Using your current state, we will develop a short- and long-term plan that optimizes your cost structure and builds customer confidence
- Smart companies want to know, “Are we structured to win with our customers and at the bank?” These companies realize that an effective operations strategy and planning cycles have positive impacts on commercial growth. They also understand that without good operations strategy and planning, customer success is at risk!
- Changes in market or customer conditions can highlight operational opportunities for improvement;
- Location or layout improvement to match customer demand
- Strategic Operations Planning to maximize functional excellence and capital planning
- Level Loading to market conditions and cost reduction
- Planning cycles (Operations Strategy, Production / Service Planning, Capacity and Inventory Planning) provide mechanisms that optimize customer and bottom-line performance.
Questions to ask yourself
- Do I have enough capacity?
- Do I have too much capacity?
- Do the operations functions understand their purpose and how we win?
- Which locations should we be using to fuel growth and why?
- Are we investing in the right operational pieces for our puzzle?
- Are our operations collectively maximizing the overall business’ profit?
- Operations Strategic Planning – for multiple locations, analysis to determine the core competencies of each and how effective they are at stakeholder satisfaction. For single location, layout and functional analysis to do the same. In the end, are you getting the most from your operations investment? We want your operations to be more agile in responding to demand for your products and services.
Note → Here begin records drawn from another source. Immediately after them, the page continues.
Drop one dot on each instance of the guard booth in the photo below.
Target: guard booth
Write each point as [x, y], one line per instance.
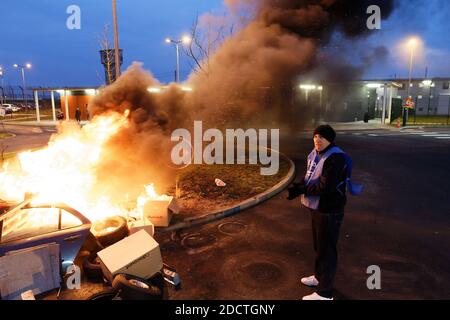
[73, 98]
[70, 98]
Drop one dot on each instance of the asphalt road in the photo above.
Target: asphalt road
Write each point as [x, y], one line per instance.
[401, 223]
[25, 137]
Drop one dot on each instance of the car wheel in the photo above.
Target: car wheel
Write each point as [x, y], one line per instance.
[107, 294]
[92, 268]
[135, 288]
[110, 230]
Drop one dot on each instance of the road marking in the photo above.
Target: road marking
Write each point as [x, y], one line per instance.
[435, 135]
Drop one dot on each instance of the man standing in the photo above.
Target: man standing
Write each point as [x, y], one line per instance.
[78, 114]
[322, 192]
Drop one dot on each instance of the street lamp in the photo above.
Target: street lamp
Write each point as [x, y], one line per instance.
[184, 40]
[429, 84]
[23, 67]
[1, 76]
[412, 43]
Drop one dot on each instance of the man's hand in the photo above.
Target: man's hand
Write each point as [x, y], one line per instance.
[296, 190]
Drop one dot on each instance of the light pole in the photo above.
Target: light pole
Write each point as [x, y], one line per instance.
[429, 84]
[185, 40]
[1, 76]
[23, 67]
[411, 43]
[116, 40]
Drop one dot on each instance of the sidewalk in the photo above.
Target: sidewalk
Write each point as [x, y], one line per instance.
[42, 123]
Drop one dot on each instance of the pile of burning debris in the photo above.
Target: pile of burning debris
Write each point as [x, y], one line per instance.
[118, 250]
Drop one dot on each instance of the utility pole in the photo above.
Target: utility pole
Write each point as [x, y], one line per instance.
[116, 41]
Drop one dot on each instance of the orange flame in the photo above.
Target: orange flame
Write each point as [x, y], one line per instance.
[65, 171]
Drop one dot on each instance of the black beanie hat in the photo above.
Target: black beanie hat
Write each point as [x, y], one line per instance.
[326, 131]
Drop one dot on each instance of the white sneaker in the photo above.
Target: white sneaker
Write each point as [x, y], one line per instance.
[310, 281]
[315, 296]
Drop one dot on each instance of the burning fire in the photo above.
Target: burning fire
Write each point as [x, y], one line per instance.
[65, 171]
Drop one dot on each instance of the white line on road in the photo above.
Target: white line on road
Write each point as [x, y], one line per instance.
[435, 135]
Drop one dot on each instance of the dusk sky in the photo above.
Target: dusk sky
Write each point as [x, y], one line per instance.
[35, 31]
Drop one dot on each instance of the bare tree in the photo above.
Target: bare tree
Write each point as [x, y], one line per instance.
[205, 41]
[107, 54]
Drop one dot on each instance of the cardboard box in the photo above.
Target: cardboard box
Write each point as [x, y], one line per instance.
[137, 255]
[146, 225]
[157, 211]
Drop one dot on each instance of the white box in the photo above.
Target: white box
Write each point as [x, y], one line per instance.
[137, 255]
[158, 212]
[138, 225]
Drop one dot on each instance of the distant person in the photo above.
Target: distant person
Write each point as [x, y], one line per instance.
[323, 193]
[78, 114]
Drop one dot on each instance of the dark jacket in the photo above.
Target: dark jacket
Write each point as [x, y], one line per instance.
[333, 173]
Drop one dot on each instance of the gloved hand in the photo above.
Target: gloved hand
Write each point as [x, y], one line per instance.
[296, 190]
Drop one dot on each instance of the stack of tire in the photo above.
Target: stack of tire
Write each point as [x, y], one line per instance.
[124, 286]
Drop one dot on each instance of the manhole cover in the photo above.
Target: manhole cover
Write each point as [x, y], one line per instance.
[262, 271]
[232, 228]
[198, 240]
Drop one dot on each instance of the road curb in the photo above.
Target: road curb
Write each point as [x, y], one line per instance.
[223, 213]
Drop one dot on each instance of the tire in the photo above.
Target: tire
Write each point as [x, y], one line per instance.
[134, 288]
[107, 238]
[107, 294]
[92, 268]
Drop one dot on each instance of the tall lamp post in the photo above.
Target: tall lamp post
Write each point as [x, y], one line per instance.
[116, 40]
[1, 76]
[185, 40]
[412, 44]
[23, 67]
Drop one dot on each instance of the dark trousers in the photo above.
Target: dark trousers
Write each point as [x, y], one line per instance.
[325, 229]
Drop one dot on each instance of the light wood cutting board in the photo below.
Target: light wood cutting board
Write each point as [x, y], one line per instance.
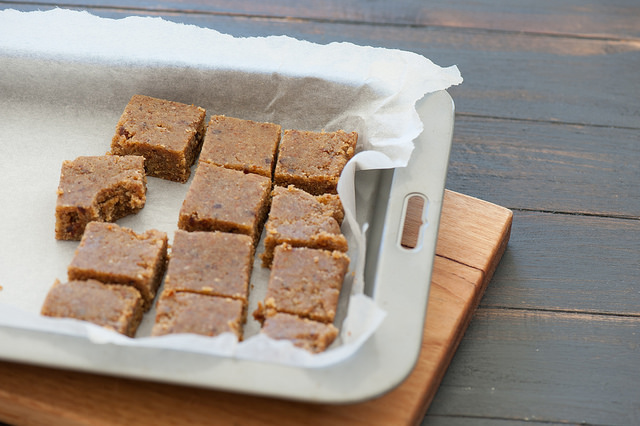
[473, 236]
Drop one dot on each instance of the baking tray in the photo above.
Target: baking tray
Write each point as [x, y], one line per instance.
[396, 278]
- Planning Cycle Development – create planning mechanisms for needed areas such as production, capacity, service, inventory, along with the profit strategy. Each of the determined planning mechanisms should have a time-based input for repeatability and continuous improvement.
- Rough Cut Capacity and Staffing Planning – create a plan for capacity and labor that mirrors the annual production, service or growth cycles. Several major positives to a well-defined planning cycle include:
- being proactive to fulfill operational needs more cost effectively,
- establishing an acceptable overtime cadence and
- being able to utilize time off as a benefit for your associates.
Consumer Goods company builds on existing success with new planning cycles.
Problem: A highly profitable and successful consumer goods company was delivering poor customer performance during their peak season. On-time delivery of product was below 80% and variable costs soared during that time frame (mid 4th quarter through 1st quarter). The company experienced very high employee turnover, excessive overtime and expedited freight costs. The root cause of the problem was lack of planning during peak season. The company was performing in a reactive manner and was at risk of losing market share. The following actions had to be taken:
- Annual planning review cycle was implemented using historical sales trends
- Rough cut capacity and production planning process was created to support the annual plan
- The operating plan created a level loaded output plan that optimized use of traditionally slower demand requirement times during the year
Results: With the newly created planning cycle, capacity, production and manpower utilization improved during the peak season. Turnover became almost nonexistent and customer delivery improved to 96%. Bottomline performance improved as well with a 60% reduction in typical Q1 overtime.